La otra omisión resulta menos sorprendente. El pobre diputado Jackson fue incapaz de resistir los latigazos de las redes sociales y abandonó un trabajo en el que había puesto empeño y buenas ideas. Qué gran político sería si algún día tomara la resolución de cerrar su cuenta de Twitter. Si nuestros representantes son unos meros transmisores de los impulsos de las redes sociales, entonces utilicemos los avances de la inteligencia artificial y pongamos un algoritmo que calcule a la perfección la voz de “la calle” y se vote en consecuencia. A eso conduce la obsesión por el “qué dirán”.
Los economistas, en cambio, supieron actuar con altura política, entre otras razones, porque se dan cuenta de que la situación es muy grave. Nosotros, por nuestra parte, no sacamos nada con asustarnos: es hora de sacar algunas lecciones.
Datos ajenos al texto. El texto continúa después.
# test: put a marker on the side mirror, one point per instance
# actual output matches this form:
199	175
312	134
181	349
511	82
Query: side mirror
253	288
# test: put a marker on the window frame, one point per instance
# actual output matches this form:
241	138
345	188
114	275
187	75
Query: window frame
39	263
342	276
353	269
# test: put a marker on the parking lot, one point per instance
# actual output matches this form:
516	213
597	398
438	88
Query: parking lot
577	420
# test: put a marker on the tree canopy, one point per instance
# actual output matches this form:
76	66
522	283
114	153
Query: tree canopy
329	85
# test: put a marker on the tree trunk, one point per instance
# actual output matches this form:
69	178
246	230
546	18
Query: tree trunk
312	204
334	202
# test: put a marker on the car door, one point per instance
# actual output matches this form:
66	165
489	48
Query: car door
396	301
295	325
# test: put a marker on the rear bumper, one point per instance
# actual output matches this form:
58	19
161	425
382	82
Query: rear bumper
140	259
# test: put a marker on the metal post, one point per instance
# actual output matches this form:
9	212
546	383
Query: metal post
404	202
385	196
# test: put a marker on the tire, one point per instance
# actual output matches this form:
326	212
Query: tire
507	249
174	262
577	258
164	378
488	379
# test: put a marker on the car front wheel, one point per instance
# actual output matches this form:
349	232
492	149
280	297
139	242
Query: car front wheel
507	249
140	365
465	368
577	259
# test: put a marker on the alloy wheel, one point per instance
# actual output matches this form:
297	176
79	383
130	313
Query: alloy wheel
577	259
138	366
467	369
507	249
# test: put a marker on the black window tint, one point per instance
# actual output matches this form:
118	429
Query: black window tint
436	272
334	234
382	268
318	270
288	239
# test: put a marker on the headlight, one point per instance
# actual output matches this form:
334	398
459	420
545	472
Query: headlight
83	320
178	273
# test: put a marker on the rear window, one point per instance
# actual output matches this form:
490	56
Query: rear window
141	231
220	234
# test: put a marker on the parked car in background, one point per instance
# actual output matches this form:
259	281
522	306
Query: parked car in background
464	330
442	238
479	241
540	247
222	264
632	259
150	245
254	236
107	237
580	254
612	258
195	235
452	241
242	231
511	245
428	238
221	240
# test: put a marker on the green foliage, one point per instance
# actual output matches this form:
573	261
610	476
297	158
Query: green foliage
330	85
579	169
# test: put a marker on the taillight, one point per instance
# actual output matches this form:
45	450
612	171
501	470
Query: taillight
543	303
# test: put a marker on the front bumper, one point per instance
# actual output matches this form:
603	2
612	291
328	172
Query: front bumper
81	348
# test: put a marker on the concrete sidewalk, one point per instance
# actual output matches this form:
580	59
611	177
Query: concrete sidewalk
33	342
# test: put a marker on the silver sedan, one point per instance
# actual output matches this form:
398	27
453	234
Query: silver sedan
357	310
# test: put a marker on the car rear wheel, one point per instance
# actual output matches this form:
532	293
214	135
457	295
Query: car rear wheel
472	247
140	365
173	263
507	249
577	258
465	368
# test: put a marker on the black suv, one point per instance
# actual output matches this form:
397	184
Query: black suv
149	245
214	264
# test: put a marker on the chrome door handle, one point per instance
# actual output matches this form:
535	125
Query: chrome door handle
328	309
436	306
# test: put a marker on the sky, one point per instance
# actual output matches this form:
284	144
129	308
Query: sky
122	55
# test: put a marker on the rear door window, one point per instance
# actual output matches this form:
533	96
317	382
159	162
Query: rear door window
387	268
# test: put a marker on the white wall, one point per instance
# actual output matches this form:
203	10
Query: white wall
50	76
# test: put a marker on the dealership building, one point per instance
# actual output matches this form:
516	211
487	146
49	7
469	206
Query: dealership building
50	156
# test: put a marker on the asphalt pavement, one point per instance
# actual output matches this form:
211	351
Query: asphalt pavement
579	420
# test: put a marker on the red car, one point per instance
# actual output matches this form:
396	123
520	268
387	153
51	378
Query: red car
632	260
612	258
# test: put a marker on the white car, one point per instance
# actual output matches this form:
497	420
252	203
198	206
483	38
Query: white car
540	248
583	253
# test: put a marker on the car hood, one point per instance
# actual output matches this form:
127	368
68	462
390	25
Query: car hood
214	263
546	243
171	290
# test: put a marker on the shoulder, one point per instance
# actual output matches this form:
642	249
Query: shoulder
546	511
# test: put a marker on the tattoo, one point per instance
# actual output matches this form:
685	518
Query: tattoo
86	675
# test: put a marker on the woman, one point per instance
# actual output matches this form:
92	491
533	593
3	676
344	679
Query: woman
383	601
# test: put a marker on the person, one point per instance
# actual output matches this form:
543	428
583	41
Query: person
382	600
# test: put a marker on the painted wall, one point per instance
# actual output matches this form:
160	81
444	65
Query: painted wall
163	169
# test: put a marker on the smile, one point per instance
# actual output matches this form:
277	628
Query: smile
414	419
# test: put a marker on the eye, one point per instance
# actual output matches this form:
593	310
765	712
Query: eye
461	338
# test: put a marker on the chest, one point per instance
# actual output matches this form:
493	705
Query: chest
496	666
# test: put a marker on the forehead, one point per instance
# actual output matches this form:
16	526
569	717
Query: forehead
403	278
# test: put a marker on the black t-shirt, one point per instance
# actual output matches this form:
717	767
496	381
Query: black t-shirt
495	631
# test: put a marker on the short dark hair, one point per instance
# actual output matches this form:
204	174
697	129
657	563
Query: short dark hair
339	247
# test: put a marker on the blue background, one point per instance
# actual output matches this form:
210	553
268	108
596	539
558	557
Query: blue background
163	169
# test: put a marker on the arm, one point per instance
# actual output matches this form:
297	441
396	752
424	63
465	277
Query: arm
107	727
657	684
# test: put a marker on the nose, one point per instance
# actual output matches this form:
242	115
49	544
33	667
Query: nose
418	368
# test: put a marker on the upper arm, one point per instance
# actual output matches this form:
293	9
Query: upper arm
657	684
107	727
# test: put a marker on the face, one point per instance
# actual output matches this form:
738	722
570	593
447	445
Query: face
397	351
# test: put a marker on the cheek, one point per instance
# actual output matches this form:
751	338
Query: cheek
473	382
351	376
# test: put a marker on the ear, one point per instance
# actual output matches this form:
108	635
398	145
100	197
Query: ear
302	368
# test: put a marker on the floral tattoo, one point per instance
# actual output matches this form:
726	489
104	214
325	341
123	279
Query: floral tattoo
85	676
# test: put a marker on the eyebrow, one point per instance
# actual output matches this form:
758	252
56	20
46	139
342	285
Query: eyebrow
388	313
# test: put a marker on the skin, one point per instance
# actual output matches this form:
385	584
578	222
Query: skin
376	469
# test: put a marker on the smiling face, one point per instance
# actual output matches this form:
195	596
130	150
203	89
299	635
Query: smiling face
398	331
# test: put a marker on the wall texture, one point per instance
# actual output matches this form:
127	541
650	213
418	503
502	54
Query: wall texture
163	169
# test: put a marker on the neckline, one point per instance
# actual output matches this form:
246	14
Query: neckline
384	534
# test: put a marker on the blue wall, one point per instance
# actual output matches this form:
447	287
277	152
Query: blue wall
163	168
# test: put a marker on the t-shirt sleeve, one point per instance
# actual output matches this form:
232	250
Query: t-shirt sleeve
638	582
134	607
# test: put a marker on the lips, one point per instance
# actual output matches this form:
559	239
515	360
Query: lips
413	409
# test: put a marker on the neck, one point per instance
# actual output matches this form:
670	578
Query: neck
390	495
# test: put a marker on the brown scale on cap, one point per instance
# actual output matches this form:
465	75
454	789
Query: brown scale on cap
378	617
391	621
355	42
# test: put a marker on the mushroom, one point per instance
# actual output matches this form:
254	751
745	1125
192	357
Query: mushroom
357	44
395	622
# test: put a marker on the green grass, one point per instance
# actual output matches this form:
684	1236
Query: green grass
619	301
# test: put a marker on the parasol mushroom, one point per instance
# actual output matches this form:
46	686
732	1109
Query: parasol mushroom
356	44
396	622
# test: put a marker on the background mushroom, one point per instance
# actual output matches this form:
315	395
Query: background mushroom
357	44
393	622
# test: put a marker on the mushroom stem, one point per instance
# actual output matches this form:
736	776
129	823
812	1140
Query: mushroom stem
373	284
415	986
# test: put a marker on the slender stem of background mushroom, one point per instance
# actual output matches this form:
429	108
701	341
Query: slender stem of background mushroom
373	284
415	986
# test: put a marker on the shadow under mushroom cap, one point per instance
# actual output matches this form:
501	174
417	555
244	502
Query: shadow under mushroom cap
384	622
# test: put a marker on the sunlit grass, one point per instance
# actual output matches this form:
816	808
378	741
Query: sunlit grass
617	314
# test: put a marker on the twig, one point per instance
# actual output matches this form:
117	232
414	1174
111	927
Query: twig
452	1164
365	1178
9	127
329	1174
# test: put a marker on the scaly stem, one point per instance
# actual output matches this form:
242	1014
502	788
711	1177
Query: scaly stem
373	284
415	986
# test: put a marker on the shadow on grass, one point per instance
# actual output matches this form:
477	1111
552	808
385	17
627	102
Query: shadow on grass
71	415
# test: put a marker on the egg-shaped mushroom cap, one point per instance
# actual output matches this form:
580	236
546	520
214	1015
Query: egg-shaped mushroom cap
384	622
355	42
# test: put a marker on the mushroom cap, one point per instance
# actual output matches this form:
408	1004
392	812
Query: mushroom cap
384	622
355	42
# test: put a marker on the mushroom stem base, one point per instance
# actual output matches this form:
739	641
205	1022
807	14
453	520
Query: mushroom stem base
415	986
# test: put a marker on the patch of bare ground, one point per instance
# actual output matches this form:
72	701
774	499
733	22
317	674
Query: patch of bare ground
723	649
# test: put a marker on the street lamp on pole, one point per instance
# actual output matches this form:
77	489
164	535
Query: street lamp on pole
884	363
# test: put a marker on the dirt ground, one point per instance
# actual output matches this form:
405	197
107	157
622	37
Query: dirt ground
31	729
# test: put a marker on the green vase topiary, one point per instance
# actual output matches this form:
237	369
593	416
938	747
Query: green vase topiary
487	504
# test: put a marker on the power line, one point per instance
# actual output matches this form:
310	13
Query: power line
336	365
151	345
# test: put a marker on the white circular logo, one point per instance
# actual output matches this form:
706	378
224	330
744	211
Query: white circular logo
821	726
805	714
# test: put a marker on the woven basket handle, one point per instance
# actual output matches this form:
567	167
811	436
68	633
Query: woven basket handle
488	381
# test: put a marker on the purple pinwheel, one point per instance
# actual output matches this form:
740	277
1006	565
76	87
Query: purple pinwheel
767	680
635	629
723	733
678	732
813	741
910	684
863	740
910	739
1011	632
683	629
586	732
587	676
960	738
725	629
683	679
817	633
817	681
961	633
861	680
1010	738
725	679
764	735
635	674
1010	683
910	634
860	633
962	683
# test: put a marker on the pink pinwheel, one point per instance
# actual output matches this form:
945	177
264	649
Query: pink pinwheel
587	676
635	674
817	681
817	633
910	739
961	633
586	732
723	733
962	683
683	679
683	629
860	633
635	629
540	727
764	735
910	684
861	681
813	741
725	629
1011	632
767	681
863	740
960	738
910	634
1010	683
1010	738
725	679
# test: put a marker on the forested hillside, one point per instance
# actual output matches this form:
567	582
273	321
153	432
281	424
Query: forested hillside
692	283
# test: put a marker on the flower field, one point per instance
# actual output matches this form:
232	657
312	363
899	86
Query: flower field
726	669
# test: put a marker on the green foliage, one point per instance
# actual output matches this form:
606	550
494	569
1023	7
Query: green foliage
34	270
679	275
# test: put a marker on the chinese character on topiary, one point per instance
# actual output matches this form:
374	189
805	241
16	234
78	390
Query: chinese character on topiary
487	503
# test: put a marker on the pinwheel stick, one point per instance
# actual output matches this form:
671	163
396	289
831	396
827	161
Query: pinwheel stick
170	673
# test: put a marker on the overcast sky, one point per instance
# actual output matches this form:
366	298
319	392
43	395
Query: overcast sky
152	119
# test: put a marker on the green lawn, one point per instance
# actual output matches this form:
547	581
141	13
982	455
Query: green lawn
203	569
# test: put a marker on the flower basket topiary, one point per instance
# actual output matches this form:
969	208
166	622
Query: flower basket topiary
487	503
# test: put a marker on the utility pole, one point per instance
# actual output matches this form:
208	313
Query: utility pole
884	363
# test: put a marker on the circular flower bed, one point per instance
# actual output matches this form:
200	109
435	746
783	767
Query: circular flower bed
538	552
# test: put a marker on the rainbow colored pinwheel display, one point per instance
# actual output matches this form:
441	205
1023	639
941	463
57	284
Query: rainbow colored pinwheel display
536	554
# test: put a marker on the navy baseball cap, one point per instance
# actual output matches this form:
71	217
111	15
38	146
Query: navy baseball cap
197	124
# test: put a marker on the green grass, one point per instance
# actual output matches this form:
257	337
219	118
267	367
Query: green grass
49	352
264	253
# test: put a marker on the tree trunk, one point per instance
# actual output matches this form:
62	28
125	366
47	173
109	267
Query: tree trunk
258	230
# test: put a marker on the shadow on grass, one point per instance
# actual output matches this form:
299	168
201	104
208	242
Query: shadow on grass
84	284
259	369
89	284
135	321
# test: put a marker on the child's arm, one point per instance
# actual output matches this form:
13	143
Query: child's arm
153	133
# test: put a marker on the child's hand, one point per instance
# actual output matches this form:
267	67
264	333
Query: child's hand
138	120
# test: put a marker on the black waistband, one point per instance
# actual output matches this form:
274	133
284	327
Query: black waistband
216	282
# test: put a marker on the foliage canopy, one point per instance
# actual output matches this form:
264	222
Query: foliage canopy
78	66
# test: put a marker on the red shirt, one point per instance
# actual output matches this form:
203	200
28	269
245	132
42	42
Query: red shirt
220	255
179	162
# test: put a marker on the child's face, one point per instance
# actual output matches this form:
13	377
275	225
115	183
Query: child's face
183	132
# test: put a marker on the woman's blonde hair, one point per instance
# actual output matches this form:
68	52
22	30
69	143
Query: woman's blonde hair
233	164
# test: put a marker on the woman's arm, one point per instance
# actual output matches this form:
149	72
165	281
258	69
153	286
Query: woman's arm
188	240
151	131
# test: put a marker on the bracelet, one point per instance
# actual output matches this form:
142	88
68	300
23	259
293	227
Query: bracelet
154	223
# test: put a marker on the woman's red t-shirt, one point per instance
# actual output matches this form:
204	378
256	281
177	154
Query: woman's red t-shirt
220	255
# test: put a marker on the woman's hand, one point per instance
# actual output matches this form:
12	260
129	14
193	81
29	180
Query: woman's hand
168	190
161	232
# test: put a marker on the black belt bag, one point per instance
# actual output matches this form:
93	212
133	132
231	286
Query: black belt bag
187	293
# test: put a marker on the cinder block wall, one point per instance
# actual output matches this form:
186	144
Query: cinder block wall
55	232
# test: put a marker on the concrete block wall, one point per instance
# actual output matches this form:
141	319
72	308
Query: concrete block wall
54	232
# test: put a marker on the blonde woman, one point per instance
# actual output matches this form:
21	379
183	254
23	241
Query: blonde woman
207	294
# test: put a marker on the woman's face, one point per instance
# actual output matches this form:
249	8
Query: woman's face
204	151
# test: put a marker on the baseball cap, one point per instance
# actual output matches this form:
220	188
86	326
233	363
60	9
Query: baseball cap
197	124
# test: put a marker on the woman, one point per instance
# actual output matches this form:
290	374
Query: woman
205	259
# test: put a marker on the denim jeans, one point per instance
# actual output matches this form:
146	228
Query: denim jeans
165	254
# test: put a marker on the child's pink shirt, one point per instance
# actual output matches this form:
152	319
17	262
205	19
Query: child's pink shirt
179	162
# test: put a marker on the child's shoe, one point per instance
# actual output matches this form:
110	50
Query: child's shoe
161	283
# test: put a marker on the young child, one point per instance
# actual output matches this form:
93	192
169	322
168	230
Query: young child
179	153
La primera de ellas nos lleva a reconocer que fuimos unos presuntuosos. Pensamos que la estabilidad económica estaba asegurada. Dimos por garantizadas una serie de cosas que, en realidad, son más bien excepcionales y requieren ser cuidadas con esmero. Así, permitimos que creciera el gasto público y toleramos ineficiencias inaceptables. Pusimos en marcha políticas que no iban directamente dirigidas a los más necesitados. Creímos que podría haber desarrollo sin estimular en serio la inversión. A pesar de ciertas advertencias, no diversificamos nuestras exportaciones ni sus destinos. Después, cuando vino la violencia, nos pareció que el país se podría dar el lujo de gastar su plata en reponer semáforos y recuperar estaciones de metro destrozadas; total, había suficiente y estábamos asegurados.
En suma, olvidamos que todo puede decaer; que, como decía Bachelet, “cada día puede ser peor”, y ahora nos hallamos en una situación angustiosa. La culpa no es del virus, sino solo nuestra.
La segunda lección tiene que ver con el futuro. Nuestra irresponsabilidad de años anteriores hace peligrar unos equilibrios fiscales que se consiguieron con muchos esfuerzos. Las presiones para aumentar la deuda pública vienen de izquierda y derecha, pero no son inocuas. Es verdad que tenemos que atender con urgencia a las personas que pasan necesidad, pero no hay que olvidar que la solidaridad entre generaciones no es un bonito ideal comunitarista, sino una exigencia de la justicia más elemental. No tenemos derecho a dejar a las generaciones que vienen un país que, además de pobre, esté completamente endeudado.
La solución acordada por los economistas intenta situarse en un delicado punto medio entre la necesidad de aliviar a quienes están en situación más vulnerable y la exigencia de velar por las generaciones futuras. Por eso, este plan de emergencia tiene un claro carácter transitorio. Esto deben entenderlo los políticos y la ciudadanía. Ya constituye una grave irresponsabilidad el haber llegado a esta crisis como la cigarra de la fábula de Esopo que, a diferencia de la hormiga, no se preparó para el invierno; pero sería imperdonable pretender que aflojando la disciplina fiscal podremos ahorrarnos varios años en los que habrá que llevar el cinturón apretado.
El acuerdo de los economistas constituye una señal de esperanza: ha constituido un notable ejercicio político. Ellos nos han mostrado que los enemigos no se llaman PPD, UDI, PS, DC o RN. Aquí la única lucha importante es entre Chile, por un lado, y el virus, el odio, la violencia, la demagogia, el estancamiento económico y el desempleo, por el otro. Si de las vacas flacas aprendemos esta lección, nuestras actuales penurias no habrán sido en vano.